Purpose of review: Acute myeloid leukemia (AML) is an immensely heterogeneous disease based on the presence of varying combinations of morphologic, immunophenotypic, genetic, and molecular characteristics identified among those diagnosed with this disease. Although current therapeutic strategies provide a reasonable likelihood of achieving a complete remission for the majority of patients, relapse rates and subsequent disease-related mortality remain unacceptably high. Improved methods of risk stratification are needed to better identify patients at considerable risk of relapse in hopes of allowing for early therapeutic intervention and/or intensification that may lead to a higher likelihood of cure. The current status of risk stratification of AML and emerging technologies with potential to improve prognostic classification and outcomes are summarized in this review.

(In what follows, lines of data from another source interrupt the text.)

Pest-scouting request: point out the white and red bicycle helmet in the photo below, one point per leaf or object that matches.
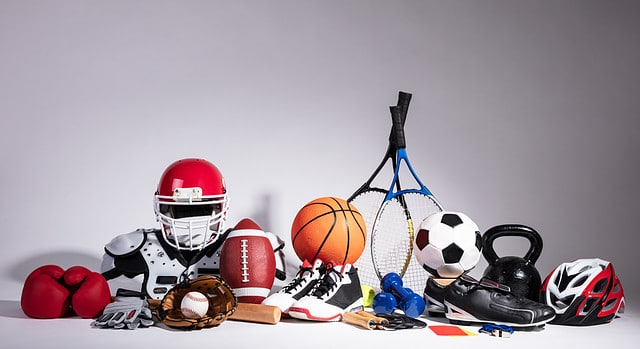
(583, 292)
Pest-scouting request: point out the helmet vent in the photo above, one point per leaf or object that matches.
(579, 281)
(600, 286)
(609, 305)
(588, 305)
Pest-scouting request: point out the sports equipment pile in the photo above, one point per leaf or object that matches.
(390, 257)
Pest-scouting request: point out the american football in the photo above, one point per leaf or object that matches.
(247, 262)
(448, 244)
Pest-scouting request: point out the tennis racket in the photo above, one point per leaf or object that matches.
(393, 228)
(368, 199)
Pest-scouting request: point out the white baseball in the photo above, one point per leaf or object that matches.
(194, 305)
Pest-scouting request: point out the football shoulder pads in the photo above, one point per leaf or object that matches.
(127, 244)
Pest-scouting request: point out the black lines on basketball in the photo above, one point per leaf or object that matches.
(329, 229)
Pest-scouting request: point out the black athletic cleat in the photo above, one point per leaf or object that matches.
(468, 301)
(338, 292)
(305, 281)
(434, 296)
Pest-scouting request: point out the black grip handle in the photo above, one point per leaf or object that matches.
(535, 240)
(398, 129)
(404, 98)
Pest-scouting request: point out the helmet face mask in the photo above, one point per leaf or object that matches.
(191, 204)
(583, 292)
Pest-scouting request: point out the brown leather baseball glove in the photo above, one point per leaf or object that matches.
(222, 303)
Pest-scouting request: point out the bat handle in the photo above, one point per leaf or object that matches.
(260, 313)
(364, 320)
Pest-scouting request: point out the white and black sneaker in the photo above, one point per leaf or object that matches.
(470, 301)
(305, 281)
(434, 296)
(338, 292)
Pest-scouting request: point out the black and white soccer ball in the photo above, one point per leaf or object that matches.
(447, 244)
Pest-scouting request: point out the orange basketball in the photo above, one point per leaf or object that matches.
(330, 229)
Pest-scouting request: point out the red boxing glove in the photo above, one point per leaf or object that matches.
(90, 291)
(44, 296)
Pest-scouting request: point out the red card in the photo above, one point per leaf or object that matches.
(448, 330)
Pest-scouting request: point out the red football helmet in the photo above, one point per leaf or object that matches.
(191, 203)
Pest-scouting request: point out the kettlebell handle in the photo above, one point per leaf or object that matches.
(535, 240)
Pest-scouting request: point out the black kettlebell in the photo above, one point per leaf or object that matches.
(519, 273)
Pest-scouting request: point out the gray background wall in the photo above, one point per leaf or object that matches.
(522, 112)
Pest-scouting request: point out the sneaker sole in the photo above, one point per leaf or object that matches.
(458, 316)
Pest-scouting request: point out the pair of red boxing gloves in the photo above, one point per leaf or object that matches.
(51, 292)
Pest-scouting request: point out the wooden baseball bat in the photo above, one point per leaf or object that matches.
(260, 313)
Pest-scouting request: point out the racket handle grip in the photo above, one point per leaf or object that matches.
(398, 127)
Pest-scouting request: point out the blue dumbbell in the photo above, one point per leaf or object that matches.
(384, 303)
(411, 303)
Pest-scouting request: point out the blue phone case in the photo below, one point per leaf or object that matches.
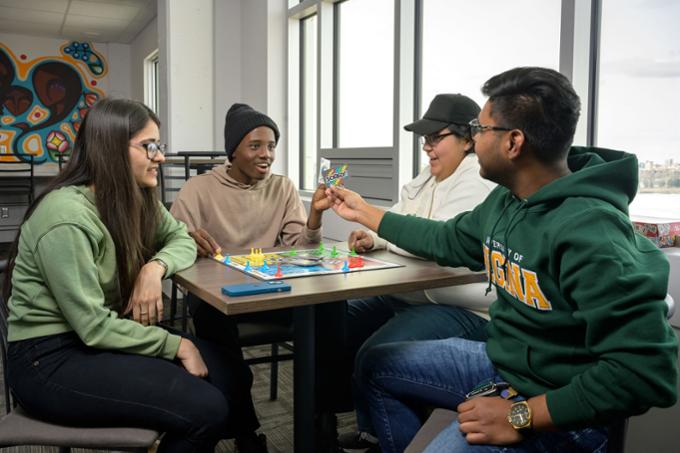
(247, 289)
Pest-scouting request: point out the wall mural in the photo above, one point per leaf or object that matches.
(43, 101)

Recent findings: Refinement of our understanding of the impact of current pretreatment AML cytogenetic, immunophenotypic, and molecular aberrations to predict outcomes and guide therapeutic decision-making is ongoing. Emerging data suggest that incorporation of the degree of posttreatment response and/or the detection of minimal residual disease can improve the accuracy of risk stratification for individual patients.
Summary: Although pretreatment disease characteristics remain the hallmark of prognostication for AML patients, posttreatment parameters such as minimal residual disease assessment and degree of response to therapy possess the ability to further refine our identification of patients with unfavorable disease and thereby influence decisions regarding therapeutic planning.